Abstract: What would we be able to do if we could build cell-scale machines that sense, interact, and control their micro-environment? Can we develop a Moore’s law for machines and robots?
In Richard Feynman’s classic talk “There’s Plenty of Room at the Bottom,” he foretold of the coming revolution in the miniaturization of electronics components. This vision is largely being achieved and pushed to its ultimate limit as Moore’s Law comes to an end. In the same lecture, Feynman also points to the possibilities that would be opened by the miniaturization of machines. This vision, while far from being realized, is equally tantalizing. For example, even achieving miniaturization to micron length scales would open the door to machines that can interface with biological organisms through biochemical interactions, as well as machines that self-organize into superstructures with mechanical, optical, and wetting properties that can be altered in real time. If these machines can be interfaced with electronics, then at the tens of microns scale alone, semiconductor devices would be small enough that we could put the computational power of the spaceship Voyager into a machine that could be injected into the body. Such robots could have onboard detectors, power sources, and processors that enable them to make decisions based on their local environment, allowing them to be completely untethered from the outside world.
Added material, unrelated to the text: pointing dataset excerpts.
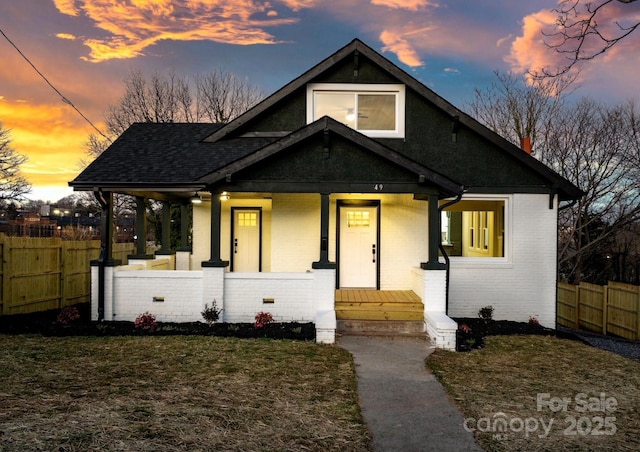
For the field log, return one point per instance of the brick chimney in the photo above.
(525, 144)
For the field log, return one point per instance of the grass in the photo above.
(499, 385)
(176, 393)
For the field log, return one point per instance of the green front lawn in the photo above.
(176, 393)
(534, 393)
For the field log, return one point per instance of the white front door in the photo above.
(358, 258)
(245, 246)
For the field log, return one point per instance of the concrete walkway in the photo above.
(404, 406)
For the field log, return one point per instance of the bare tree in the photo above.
(583, 32)
(591, 145)
(516, 108)
(222, 96)
(216, 97)
(13, 186)
(162, 98)
(594, 146)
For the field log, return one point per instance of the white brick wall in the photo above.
(134, 292)
(292, 294)
(524, 284)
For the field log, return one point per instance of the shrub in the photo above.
(67, 315)
(146, 322)
(262, 319)
(486, 313)
(211, 314)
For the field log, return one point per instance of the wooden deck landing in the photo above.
(369, 304)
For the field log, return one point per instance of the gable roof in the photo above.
(151, 156)
(565, 189)
(325, 125)
(172, 157)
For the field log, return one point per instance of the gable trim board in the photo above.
(328, 127)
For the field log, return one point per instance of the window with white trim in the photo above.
(374, 110)
(475, 228)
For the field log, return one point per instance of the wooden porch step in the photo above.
(378, 305)
(380, 314)
(381, 328)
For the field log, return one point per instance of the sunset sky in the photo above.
(86, 48)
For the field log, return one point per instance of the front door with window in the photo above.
(246, 239)
(358, 252)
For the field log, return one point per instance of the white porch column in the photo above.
(435, 290)
(213, 288)
(324, 302)
(440, 327)
(95, 292)
(110, 311)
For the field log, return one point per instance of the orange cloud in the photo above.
(136, 25)
(51, 138)
(67, 36)
(411, 5)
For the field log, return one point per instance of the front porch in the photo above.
(379, 312)
(370, 304)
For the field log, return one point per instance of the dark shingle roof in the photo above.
(164, 154)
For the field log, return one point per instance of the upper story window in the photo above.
(374, 110)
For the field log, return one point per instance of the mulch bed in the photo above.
(45, 323)
(472, 331)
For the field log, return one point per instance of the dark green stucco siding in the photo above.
(470, 159)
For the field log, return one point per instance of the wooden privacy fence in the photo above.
(610, 309)
(38, 274)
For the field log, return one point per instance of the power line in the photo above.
(64, 99)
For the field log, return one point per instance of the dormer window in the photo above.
(374, 110)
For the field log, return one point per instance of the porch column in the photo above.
(184, 227)
(166, 229)
(103, 293)
(141, 231)
(434, 236)
(183, 253)
(324, 263)
(216, 215)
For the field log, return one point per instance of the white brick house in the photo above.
(354, 175)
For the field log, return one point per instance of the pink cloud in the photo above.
(534, 49)
(135, 26)
(411, 5)
(397, 44)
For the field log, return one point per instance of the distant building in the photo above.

In this talk, I will describe the work our collaboration is doing to develop a new platform for the construction of micron-sized origami machines that change shape in fractions of a second in response to environmental stimuli. The enabling technologies behind our machines are graphene-glass and graphene-platinum bimorphs. These ultrathin bimorphs bend to micron radii of curvature in response to small strain differentials. By patterning thick rigid panels on top of bimorphs, we localize bending to the unpatterned regions to produce folds. Using panels and bimorphs, we can scale down existing origami patterns to produce a wide range of machines. These machines can sense their environments, respond, and perform useful functions on time and length scales comparable with those of microscale biological organisms. With the incorporation of electronic, photonic, and chemical payloads, these basic elements will become a powerful platform for robotics at the micron scale. I will close by offering a few forward-looking proposals for using these machines as basic programmable elements for the assembly of multifunctional materials and surfaces with tunable mechanical, optical, and hydrophilic properties.